Like her mother, or Mrs B as she’s affectionately known, Caroline has that same eagle eye when it comes to spotting true talent. “A big part of what we do is really taking that risk and using our eyes to discover new talent. Real talent though, not just someone for the sake of it, because real talent is actually very rare.”
But her input is felt much further than that. She is behind the boutique’s online development over the past ten years and its recent expansion in new and exciting directions. Like Brown’s Brides, which she launched to much fanfare and acclaim two years ago.
“I have always been ‘alternative’ in my personal taste,” Caroline explains, “never wanting the conventional. I started noticing so many girls coming in desperately looking for a wedding dress that was outside the conventional, so I did the research and discovered a big gap in the market.”
Earlier this year, she launched the similarly successful Brown’s Shoes, and followed this with the ‘Future Collectibles’ this summer, a series of collaborations which gives clients access to modern but classic iconic pieces that can be used again and again over the years.
Yet Caroline Burstein insists she’s no businesswoman. It’s a belief that goes back to the heady days of Molton Brown, the business she founded with her first husband back in 1970.
Aged just 21 at the time, Caroline had married the top Vidal Sassoon hairstylist, Michael Collis, and both wanted to develop hair care products that were natural and an alternative to the over-synthetic ones only available at that time. “We made our first shampoo literally in a bucket with a recipe from a Culpepper herbal book,” she laughs.
Opening their flagship store on South Molton Street, which is still there today, they expanded into beauty over the next 20 years, while Caroline juggled the retail and product development side with bringing up four children.
But it was far from the global success it is today. “It was very creative but we learnt and made mistakes as we went along,” she says, adding, “the fact that we weren’t business people is the reason I don’t have Molton Brown today and wasn’t able to benefit from the sale financially.”
Things began to fall apart for Caroline in 1989, with her marriage getting into trouble and the British recession sending interest rates sky high. “It just wiped us out. We couldn’t get any loans, it was literally hand to mouth. It was a very hard, very unhappy three years in my life,” she admits.
She and Collis would divorce in 1990. He would buy the hair care side of Molton Brown while Caroline purchased the beauty side with the help of her parents.
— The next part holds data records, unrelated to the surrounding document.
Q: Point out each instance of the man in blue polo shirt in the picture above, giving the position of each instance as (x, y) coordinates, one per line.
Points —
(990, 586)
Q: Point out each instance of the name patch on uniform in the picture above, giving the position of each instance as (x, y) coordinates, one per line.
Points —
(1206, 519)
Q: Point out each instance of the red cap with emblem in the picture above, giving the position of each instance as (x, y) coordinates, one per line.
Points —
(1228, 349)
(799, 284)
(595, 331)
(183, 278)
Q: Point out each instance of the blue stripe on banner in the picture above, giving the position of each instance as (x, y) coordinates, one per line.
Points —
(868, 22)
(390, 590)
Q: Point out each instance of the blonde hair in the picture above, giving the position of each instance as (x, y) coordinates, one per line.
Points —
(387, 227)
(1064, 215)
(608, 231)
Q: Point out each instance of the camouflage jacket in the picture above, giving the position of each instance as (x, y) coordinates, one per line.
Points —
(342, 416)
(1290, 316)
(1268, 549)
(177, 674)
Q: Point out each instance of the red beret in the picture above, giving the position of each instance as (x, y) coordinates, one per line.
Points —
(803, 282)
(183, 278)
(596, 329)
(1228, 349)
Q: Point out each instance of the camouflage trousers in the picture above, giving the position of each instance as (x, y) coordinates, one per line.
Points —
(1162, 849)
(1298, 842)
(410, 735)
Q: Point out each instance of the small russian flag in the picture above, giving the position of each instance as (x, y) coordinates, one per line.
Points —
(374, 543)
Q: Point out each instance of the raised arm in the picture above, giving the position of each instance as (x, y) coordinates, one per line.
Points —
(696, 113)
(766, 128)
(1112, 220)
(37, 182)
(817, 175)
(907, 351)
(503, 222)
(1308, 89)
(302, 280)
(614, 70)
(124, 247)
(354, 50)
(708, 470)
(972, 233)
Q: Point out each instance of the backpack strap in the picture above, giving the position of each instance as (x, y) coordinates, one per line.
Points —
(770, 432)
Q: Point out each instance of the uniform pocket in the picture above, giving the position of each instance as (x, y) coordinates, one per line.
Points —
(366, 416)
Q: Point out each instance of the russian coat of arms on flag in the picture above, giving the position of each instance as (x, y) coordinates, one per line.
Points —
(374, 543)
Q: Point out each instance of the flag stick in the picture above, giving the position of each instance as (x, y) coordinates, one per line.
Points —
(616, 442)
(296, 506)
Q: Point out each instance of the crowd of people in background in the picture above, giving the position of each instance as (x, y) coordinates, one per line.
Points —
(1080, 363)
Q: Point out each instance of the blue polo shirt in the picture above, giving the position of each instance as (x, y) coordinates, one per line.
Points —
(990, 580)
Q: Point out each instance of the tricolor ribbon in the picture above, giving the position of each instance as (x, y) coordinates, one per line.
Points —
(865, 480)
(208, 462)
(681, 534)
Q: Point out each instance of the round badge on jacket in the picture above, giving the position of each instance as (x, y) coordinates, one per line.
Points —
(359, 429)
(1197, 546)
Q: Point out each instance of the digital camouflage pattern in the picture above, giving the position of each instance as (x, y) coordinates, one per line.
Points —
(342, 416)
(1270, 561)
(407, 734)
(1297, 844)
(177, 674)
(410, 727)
But, by 1993, on the advice of her father, she sold up completely for a small sum, and went to work at Browns.
Sidney Burstein is not known for getting things wrong. Caroline says of his legacy: “He had a great nose for a bargain and could always pick out the winning item. My mother would show the collection to him and say ‘Which one do you think we go heavily in, darling’ and he would say ‘That one’ and he was always right.”
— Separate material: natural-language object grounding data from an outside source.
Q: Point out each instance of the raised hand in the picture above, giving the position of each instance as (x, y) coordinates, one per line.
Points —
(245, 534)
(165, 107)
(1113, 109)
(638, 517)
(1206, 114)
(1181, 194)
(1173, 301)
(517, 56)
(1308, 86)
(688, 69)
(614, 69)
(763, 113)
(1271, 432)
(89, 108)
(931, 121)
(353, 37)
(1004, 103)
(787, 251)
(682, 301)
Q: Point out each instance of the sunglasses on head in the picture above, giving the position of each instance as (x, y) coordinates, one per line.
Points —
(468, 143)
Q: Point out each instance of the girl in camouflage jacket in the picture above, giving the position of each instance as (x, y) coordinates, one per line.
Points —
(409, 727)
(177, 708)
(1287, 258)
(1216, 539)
On this occasion, Sidney’s advice to sell Molton Brown was wrong. “Very wrong,” Caroline clarifies with a sigh. “And I blame myself because I knew he’d got it wrong, I knew in my heart of hearts. We make decisions and we pay for them for the rest of our lives. But we also learn from them.”
“We weren’t business people. It’s the reason I don’t have Molton Brown today and wasn’t able to benefit from the sale financially”
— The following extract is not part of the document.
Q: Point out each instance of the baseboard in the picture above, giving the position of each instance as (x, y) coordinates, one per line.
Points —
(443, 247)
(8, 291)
What she’s learnt is to appreciate life, her children, her second husband and her health. What she hasn’t mastered, she insists, is being a businesswoman - though her words and actions suggest otherwise.
Like she says the recession has made her sharper. "It focuses the mind, which I think is no bad thing and makes us feel we have to be better than we were yesterday." The long hours she puts in are helping her realise her wish for the company: "To see Browns going into other, newer markets that are becoming more sophisticated and ready for our sort of store." And following her gut instinct is now essential. "I’m sticking with Browns through thick and thin because I’ve got something really special here."
If those aren’t the words of a businesswoman, then I don’t know what are.